Tuesday 25 November 2008, 10:46AM
The principle of progressive taxation
Source: BBC News website
As far as pre-Budget reports are concerned, yesterday’s statement by Chancellor Alistair Darling was rather exciting. It was a truly progressive, genuinely radical set of fiscal policies of the type I have only read about in political history and economics textbooks (many years ago I was, at least for a few terms, an economics undergraduate).
To attempt to confront the incipient recession the government is cutting our taxes and increasing public sector spending. It’s an old fashioned Keynesian fiscal stimulus of the type that was supposed to have been consigned to history by the Thatcher and Reagan governments of the 1980s. They argued that government couldn’t do much to help in difficult times: the market should be left to correct itself, its mechanisms oiled by the occasional interest rate cut and tax cut, focused on the wealthiest. The focus had to be on balancing the books and getting the government out of the way, and allowing high earners to generate wealth that would trickle down to the rest of us.

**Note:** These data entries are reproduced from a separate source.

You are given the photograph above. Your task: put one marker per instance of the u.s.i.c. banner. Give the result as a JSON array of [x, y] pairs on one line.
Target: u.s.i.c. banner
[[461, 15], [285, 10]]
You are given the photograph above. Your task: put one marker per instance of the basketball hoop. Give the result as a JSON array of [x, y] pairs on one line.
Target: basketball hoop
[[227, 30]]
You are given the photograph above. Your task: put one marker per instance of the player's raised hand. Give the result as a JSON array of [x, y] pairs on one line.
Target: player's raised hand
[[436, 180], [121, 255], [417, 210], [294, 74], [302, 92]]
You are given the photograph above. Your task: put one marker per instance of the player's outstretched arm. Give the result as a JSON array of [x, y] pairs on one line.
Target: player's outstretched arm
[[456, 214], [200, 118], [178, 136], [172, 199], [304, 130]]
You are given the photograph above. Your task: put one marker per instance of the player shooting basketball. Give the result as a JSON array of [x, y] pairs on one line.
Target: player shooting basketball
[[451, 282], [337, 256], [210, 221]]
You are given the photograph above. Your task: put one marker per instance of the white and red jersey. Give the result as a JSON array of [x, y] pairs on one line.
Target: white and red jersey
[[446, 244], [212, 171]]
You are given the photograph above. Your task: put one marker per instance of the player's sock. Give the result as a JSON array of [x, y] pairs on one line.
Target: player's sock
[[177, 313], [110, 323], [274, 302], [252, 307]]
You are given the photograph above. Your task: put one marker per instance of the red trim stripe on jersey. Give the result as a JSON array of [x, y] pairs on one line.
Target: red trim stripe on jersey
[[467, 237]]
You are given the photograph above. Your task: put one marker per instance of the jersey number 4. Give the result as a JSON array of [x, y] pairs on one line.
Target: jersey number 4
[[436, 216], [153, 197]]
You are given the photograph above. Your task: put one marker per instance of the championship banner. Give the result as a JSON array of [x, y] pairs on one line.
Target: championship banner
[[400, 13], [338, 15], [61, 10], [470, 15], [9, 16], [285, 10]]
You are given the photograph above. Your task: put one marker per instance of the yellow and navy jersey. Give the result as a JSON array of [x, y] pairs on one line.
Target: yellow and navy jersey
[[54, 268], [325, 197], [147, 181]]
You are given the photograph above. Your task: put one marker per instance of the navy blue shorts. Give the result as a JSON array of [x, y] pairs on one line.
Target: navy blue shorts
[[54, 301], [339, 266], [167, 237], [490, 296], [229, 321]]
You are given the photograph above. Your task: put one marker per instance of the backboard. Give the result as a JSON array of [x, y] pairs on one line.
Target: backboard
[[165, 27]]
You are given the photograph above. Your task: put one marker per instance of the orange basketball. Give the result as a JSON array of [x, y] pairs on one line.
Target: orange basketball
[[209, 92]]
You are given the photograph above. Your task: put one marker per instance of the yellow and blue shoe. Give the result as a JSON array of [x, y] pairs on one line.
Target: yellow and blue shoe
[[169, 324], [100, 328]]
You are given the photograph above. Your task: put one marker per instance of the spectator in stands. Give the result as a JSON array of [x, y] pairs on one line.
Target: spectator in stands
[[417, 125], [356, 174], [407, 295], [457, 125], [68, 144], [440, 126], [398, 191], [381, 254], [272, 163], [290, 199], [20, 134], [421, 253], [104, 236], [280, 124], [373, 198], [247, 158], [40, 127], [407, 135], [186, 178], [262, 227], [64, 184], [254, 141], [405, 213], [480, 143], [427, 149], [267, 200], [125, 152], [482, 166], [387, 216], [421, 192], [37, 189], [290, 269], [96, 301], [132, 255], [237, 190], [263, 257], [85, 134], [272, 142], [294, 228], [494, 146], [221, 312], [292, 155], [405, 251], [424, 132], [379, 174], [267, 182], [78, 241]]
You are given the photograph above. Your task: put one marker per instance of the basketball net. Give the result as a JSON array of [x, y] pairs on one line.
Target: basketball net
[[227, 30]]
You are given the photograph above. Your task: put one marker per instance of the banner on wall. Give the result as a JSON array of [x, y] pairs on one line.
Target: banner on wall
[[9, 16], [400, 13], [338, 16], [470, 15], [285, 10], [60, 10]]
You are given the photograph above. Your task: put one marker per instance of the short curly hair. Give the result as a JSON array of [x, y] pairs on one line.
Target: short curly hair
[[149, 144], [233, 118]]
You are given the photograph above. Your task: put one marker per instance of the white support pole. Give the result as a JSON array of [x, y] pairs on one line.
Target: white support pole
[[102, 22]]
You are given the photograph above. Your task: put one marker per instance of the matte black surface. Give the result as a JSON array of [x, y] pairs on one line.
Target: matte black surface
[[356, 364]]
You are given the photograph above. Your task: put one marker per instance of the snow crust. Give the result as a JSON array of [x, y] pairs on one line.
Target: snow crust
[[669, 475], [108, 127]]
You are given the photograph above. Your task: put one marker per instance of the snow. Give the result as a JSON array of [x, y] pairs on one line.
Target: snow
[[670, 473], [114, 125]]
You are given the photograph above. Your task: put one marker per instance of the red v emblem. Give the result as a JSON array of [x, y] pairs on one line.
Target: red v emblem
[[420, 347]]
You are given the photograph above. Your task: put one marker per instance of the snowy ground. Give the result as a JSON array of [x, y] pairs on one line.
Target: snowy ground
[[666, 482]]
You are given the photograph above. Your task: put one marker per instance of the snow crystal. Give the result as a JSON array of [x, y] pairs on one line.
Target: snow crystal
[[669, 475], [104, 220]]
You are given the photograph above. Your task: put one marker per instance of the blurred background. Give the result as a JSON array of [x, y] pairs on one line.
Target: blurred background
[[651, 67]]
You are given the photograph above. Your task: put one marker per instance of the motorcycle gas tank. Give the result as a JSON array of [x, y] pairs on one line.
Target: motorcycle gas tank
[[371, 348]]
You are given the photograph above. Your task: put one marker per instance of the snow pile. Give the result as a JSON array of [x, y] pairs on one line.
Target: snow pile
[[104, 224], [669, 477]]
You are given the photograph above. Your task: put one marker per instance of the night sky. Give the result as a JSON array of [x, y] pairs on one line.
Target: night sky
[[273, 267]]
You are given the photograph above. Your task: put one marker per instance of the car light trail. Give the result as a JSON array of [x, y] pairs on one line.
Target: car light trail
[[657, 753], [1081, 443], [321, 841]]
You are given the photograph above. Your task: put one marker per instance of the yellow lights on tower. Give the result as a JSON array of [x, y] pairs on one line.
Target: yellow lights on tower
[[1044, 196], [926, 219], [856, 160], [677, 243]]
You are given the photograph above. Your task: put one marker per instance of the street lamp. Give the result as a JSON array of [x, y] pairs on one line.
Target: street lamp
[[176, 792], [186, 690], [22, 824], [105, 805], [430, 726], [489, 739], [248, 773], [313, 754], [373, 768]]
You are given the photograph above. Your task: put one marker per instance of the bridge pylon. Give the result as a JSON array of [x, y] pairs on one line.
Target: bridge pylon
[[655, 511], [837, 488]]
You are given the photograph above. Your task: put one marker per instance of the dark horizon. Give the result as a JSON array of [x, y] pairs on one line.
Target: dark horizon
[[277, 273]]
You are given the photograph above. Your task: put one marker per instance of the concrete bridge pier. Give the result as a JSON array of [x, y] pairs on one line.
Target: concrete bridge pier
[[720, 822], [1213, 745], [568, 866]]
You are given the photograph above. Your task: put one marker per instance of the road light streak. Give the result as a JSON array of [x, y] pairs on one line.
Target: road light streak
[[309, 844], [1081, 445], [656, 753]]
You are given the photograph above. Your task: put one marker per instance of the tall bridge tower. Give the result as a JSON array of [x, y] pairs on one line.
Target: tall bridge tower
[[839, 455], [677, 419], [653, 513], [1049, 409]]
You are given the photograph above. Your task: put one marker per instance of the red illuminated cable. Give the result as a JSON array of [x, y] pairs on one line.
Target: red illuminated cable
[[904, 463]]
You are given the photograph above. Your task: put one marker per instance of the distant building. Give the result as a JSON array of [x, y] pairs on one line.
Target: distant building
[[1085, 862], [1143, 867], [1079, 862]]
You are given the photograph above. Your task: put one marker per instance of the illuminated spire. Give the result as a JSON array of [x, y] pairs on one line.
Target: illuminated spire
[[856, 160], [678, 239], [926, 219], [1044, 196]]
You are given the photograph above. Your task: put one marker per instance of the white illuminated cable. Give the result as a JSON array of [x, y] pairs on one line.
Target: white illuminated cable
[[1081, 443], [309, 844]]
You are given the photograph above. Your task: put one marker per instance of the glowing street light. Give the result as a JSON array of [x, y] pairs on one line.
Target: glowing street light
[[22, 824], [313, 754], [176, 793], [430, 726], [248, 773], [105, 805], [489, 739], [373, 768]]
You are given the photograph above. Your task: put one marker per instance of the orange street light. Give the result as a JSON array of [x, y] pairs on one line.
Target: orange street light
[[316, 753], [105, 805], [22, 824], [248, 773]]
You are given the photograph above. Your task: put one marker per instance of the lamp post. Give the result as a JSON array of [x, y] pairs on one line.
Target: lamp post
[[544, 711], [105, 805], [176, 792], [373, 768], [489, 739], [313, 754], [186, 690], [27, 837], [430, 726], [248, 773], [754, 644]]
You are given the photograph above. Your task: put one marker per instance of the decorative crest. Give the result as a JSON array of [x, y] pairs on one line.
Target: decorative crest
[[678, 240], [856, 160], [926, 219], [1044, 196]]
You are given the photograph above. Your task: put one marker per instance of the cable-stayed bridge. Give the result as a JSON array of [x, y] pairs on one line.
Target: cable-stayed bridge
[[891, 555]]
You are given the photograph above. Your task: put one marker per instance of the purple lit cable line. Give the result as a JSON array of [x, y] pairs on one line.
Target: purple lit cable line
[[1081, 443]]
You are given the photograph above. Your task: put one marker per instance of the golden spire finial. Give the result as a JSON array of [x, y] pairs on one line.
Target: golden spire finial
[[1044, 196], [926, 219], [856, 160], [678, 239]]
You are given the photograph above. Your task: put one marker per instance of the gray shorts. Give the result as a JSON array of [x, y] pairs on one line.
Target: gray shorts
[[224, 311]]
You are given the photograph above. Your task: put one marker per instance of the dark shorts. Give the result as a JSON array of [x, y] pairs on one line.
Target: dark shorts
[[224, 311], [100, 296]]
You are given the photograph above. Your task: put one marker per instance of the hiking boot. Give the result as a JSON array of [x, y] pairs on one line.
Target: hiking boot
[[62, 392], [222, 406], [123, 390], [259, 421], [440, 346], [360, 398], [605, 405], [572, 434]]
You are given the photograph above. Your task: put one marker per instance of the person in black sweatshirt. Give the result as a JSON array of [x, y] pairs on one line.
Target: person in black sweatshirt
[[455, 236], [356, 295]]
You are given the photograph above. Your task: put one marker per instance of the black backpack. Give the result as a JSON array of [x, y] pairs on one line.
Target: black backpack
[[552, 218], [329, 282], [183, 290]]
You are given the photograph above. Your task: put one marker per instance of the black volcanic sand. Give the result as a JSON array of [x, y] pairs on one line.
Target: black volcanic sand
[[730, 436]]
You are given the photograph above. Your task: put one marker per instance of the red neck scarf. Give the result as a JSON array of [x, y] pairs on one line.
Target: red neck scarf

The Chancellor’s statement yesterday did the opposite: the Government is injecting about £20 billion into the economy at a time when its revenues are falling, and has targeted tax cuts at the poorest at the expense of the rich. Amongst other measures, VAT is being cut to encourage spending amongst people on low incomes, and the top tax rate (for those earning more than £150,000 a year) will go up to 45%.
I have to admit that the projection that the national debt is going to double to unprecedented levels over the next year is quite scary, and I don’t believe in a return to pre-1980s top band tax rates of more than 80%. But I think it must be right and fair that in economic downturns help must be targeted at those most vulnerable: people on low to middling incomes. And that the cost of economic stimulus should be funded, at least in part, by redistributing income from those who can afford to pay. My fear is that if this package doesn’t work it will lead to a retrenchment of neo-Thatcherite supply side economics: big tax cuts for those at the top in the hope that some of their wealth will find its way to the poor. But the principle of what the Government is trying to do is surely right, and it is encouraging to see a Labour administration doing what left of centre parties are elected to do.
Comments (3)
1 Jean ~ Tuesday 25 November 2008, 6:33PM
I’m not an economist and have only a dim understanding of these matters but I did watch 2 programmes about the Wall Street crash and the great depression which followed. The first was Alistair Cook’s AMERICA describing that time. The other was a documentary of the same event using some of the same film. What stuck in my memory was the comment that both Sweden and then the US spent their way out of recession while the UK did not and took much longer to recover. It sounds as though this Government has learned the lesson!